I realise this is a public forum but I really feel the need to put down in words what I've been through over the past few days.
I had an ectopic pregnancy in my left tube last year which resolved naturally without needing any surgical intervention.We were so happy when we found out that I was again pregnant just over a year after our loss.
Imagine my distress when I noticed the tell-tale spotting last Thursday evening. To cut a long story short we rushed to casualty at RPA. After a long wait the gyno confirmed via an internal ultrasound and bloodwork that I was again carrying an ectopic pregnancy in my left tube. Even worse, it looked as though it was rupturing. I was taken in for an emergency salpingectomy (tube removal) which, of course, included removal of the baby. It was 'only' through laparoscopy which I guess I should be thankful for as the gyno had suspected that I would need the more invasive c-section type surgery due to the rupture.
I stayed in hospital until Sunday morning and have been mooching around at home ever since. I just feel so empty and sad - most of all about losing yet another baby but, bizarrely, also about my lost tube . I'm also still pretty sore and was surprised this morning when I started having very intense cramps.
I'm also stressed because I've had to call in sick for the week. I only started by job 2 months ago and I'm really nervous that the five days I've asked for off will seem over the top. But I feel really battered and torn at the moment, not to mention my charming habit of bursting into tears at least once an hour.

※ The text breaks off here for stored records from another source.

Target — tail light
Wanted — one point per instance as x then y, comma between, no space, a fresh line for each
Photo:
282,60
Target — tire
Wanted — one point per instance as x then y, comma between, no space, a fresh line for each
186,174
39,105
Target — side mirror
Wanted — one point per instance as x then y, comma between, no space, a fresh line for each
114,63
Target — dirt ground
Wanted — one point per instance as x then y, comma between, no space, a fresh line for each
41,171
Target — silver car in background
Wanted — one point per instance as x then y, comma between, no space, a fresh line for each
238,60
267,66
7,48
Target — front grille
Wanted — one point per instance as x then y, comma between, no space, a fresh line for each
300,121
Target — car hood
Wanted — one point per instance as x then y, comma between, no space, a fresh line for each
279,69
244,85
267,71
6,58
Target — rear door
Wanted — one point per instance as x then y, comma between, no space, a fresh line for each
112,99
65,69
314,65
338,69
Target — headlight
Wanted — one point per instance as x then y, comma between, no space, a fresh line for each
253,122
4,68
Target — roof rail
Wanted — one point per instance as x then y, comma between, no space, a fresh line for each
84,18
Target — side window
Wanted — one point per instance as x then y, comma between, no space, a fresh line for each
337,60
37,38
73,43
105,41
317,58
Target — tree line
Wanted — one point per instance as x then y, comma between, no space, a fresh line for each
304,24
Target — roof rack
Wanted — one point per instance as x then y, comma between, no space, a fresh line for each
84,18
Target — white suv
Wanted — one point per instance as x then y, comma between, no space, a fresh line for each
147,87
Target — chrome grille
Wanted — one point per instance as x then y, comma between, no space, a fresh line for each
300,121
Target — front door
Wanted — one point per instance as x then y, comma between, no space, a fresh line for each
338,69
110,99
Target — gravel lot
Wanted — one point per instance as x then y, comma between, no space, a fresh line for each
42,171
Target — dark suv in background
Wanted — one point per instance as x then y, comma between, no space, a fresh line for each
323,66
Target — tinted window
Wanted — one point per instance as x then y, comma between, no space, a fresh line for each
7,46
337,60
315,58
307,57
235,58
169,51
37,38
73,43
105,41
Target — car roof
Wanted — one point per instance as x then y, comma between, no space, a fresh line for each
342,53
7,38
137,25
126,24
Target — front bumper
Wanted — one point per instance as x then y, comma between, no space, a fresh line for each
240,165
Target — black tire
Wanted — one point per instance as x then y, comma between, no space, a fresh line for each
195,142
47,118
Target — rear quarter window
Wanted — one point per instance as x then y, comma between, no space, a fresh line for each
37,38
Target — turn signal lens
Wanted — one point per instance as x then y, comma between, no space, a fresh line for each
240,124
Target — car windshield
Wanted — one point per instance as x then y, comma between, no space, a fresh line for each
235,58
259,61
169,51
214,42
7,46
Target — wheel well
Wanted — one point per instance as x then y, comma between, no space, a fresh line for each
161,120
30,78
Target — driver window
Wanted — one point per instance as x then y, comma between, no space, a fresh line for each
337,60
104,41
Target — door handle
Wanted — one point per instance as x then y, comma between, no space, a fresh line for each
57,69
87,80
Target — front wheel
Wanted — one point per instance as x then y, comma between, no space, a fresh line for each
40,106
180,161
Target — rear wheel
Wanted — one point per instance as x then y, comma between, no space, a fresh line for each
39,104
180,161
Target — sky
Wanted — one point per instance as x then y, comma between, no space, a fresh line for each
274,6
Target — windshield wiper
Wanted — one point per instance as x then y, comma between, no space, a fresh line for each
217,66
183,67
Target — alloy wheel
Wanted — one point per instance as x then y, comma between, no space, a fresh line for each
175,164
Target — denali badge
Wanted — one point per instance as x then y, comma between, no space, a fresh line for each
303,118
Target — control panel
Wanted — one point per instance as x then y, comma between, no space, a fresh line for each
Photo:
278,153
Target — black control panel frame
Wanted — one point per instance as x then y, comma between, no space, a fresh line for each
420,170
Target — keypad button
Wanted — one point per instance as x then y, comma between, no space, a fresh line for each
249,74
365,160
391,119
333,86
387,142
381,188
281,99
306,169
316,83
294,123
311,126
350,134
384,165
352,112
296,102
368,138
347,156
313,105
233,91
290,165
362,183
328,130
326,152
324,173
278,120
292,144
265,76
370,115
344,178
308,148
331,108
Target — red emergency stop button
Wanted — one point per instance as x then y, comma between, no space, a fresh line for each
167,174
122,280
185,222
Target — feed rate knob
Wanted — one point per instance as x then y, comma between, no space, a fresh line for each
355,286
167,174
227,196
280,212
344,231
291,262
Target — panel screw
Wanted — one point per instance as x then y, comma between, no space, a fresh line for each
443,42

In any event, more than anything I'm really feeling very sad about the fact that neither of my two pregnancies was even close of coming to term. My husband and I are simply longing to have a family but I'm starting to think it might be out of reach for us. Again, sorry for all the moaning but I'm just a bit overwhelmed by it all.
I'd love to hear from others who have had a similar experience. What was your recovery time like? When did you feel 'normal' again? Sorry if this next question is too personal but - did you end up having a healthy pregnancy?